Now that we’ve covered the 7 basic rules to graph design, it’s time to go deeper, starting with the first: check the data.
I have to admit. Data checking is definitely my least favorite part of graph-making. I mean, when someone, a group, or a service provides you with a bunch of data, it should be up to them to make sure all of their data is legit, goshdarnit. But this is what good graph-makers do. After all, reliable builders don’t use shoddy cement for a house’s foundation. You don’t use shoddy data to build your data graphic.

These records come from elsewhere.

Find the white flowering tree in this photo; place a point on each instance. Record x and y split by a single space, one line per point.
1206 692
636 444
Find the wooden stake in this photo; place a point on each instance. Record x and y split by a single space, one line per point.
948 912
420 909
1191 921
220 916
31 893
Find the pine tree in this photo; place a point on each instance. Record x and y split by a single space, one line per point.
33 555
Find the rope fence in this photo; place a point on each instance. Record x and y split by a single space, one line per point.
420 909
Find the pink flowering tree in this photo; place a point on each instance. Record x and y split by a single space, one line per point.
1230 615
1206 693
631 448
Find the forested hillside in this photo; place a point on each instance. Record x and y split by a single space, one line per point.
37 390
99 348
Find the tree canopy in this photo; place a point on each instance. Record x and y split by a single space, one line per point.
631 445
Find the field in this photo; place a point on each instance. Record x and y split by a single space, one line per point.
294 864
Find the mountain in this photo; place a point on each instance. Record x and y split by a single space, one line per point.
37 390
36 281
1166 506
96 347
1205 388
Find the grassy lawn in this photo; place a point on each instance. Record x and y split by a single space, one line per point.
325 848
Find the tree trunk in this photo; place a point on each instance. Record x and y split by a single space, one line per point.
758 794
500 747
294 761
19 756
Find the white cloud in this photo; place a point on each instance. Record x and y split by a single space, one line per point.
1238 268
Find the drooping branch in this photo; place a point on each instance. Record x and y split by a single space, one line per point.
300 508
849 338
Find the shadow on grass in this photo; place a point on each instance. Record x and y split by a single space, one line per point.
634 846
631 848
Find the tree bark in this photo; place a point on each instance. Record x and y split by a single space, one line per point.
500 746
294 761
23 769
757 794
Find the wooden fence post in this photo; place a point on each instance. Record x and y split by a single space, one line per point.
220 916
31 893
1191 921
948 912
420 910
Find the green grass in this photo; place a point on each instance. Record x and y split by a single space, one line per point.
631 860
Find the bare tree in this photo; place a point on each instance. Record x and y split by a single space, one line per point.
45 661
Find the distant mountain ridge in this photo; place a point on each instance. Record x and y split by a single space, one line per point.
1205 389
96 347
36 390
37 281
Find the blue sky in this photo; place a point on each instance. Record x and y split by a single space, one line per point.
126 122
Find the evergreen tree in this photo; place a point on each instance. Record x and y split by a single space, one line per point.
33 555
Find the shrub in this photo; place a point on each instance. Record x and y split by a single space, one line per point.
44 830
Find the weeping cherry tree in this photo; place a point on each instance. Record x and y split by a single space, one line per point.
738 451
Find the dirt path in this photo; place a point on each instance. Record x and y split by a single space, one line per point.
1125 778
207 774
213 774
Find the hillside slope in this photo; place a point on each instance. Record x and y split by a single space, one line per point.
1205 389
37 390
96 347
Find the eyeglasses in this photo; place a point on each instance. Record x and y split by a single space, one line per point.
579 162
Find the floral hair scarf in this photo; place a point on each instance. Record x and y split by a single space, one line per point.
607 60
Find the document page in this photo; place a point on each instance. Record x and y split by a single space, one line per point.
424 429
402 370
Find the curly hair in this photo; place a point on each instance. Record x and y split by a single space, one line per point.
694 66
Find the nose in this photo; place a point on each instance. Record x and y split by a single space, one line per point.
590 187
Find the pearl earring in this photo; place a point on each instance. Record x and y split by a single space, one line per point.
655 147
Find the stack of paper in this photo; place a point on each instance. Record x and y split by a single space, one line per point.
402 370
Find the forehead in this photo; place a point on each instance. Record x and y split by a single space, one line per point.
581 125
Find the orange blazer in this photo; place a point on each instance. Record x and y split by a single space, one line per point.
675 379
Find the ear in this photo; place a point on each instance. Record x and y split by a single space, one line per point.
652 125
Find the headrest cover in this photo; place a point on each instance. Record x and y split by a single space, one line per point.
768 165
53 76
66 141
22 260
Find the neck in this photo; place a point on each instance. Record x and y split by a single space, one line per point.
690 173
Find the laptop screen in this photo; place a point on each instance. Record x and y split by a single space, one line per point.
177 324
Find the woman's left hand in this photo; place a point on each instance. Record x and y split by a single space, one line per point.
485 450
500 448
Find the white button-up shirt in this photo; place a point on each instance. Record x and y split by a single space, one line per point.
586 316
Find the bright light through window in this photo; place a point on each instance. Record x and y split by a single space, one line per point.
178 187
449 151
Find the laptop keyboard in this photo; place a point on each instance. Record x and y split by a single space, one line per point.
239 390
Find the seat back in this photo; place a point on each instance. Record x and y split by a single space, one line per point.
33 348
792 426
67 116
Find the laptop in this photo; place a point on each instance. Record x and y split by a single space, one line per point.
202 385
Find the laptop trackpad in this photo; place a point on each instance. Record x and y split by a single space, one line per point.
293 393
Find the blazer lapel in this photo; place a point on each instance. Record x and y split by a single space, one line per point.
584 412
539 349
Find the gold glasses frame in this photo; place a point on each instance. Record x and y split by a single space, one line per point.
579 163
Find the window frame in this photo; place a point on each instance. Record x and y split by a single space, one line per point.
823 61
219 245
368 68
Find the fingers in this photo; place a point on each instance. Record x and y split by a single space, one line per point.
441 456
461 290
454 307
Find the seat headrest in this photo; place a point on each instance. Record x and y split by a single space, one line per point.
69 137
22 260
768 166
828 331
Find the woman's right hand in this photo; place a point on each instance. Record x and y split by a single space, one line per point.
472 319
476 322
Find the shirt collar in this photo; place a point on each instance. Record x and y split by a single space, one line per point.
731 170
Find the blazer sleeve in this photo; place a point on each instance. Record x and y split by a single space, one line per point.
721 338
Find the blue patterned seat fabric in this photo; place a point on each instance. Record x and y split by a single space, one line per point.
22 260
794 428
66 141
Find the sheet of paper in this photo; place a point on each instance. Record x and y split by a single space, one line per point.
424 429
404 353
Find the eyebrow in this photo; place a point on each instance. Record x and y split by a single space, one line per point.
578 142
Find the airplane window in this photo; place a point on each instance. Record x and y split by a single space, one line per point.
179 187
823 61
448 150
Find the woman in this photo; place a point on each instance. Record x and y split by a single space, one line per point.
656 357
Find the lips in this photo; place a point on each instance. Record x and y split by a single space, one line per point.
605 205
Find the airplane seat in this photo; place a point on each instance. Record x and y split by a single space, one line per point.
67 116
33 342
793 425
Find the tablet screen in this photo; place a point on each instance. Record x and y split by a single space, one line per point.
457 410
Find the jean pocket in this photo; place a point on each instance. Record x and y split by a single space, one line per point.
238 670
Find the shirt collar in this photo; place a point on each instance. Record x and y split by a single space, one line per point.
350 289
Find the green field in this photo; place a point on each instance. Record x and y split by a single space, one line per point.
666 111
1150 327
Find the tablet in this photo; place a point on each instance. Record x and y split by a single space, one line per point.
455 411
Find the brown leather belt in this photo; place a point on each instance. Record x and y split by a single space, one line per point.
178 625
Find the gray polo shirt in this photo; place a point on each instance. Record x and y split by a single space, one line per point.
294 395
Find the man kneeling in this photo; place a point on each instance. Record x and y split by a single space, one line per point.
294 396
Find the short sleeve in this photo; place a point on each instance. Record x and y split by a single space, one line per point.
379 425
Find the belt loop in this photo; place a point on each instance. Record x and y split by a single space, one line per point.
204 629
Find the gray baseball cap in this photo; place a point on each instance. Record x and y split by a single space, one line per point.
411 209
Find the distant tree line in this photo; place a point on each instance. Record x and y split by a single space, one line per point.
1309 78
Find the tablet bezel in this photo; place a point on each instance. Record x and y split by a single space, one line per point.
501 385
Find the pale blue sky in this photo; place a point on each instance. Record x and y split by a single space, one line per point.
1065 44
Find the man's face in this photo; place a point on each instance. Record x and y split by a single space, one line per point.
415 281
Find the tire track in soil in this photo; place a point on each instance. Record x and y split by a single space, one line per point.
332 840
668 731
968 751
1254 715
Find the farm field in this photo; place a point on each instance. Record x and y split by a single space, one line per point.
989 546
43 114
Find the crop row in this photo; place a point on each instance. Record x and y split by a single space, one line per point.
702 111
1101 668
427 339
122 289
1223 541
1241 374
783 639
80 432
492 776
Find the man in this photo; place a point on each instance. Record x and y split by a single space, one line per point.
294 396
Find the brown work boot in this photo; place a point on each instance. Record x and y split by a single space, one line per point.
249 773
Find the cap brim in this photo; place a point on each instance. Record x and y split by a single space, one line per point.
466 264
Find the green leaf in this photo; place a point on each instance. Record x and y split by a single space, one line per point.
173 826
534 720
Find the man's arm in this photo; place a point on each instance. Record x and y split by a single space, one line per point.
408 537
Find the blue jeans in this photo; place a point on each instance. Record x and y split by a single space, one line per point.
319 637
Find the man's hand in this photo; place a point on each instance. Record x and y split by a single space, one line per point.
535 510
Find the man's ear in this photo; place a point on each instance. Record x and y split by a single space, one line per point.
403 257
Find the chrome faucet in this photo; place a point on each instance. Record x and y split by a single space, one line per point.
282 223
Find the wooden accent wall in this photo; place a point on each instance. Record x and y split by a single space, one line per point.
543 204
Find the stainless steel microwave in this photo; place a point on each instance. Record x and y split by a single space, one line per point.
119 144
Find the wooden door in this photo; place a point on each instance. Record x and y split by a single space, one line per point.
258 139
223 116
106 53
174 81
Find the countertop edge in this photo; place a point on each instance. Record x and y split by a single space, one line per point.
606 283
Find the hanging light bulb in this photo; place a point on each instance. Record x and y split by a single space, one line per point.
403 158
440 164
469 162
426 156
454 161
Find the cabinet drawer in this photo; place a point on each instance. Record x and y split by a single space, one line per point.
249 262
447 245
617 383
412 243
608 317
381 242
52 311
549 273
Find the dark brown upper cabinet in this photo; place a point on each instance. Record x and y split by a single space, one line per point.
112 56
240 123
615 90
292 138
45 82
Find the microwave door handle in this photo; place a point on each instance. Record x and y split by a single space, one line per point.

Data-checking and verification is one of the most important—if not the most important—part of graph design.
What to look for
Basically, what you’re looking for is stuff that makes no sense. Maybe there was an error at data entry and someone added an extra zero (or missed one). Maybe there were connectivity issues during a data scrape, and some bits got mucked up in random spots. Whatever it is, you’ll want to verify with the source if anything looks funky.
The person who supplied the data usually has a sense of what to expect. If you were the one who collected the data, then just ask yourself if it makes sense. That state is 90% of whatever and all other states are only in the 10% to 20% range. What’s going on there?
Oftentimes, an anomaly is simply a typo, and other times it’s actually an interesting point in your dataset and that forms the whole drive for your story. Just make sure you know which one it is.
When you only have a few data points, you can probably just eyeball it. Otherwise, simple graphs in something like Excel or R will do the trick. Usually it’ll be best to make the bare minimum of what you want your final result to be. It doesn’t matter if they don’t look sexy. They’re just for fact-checking.
If you’re using R or some other stat software, you can look at the summary numbers (like mean, median, and your quartiles) pretty easily. In R, you use the
summary() command. Imagine that.
Everything check out? Great, your base is strong, and you can be confident in your final result.
Stay tuned for rule #2: explain your encodings.
Also, remember not to stop checking the data as you go through the rest of the graph design process. At the very least, after you are finished, compare the results you show on your graph with the original data set. There are plenty of opportunities to screw up the data during manipulation and transfer and you can’t always blame the source.
Pingback: Daily Links for August 16th through August 17th | Akkam's Razor
Oh the fun that can be found in the outliers. As a marketing guy and data geek I have found many interesting stories in the customers and prospects that fall in the outlier category. Some are indeed typos, but others are legit and have provided some fascinating ideas for new products and marketing strategy.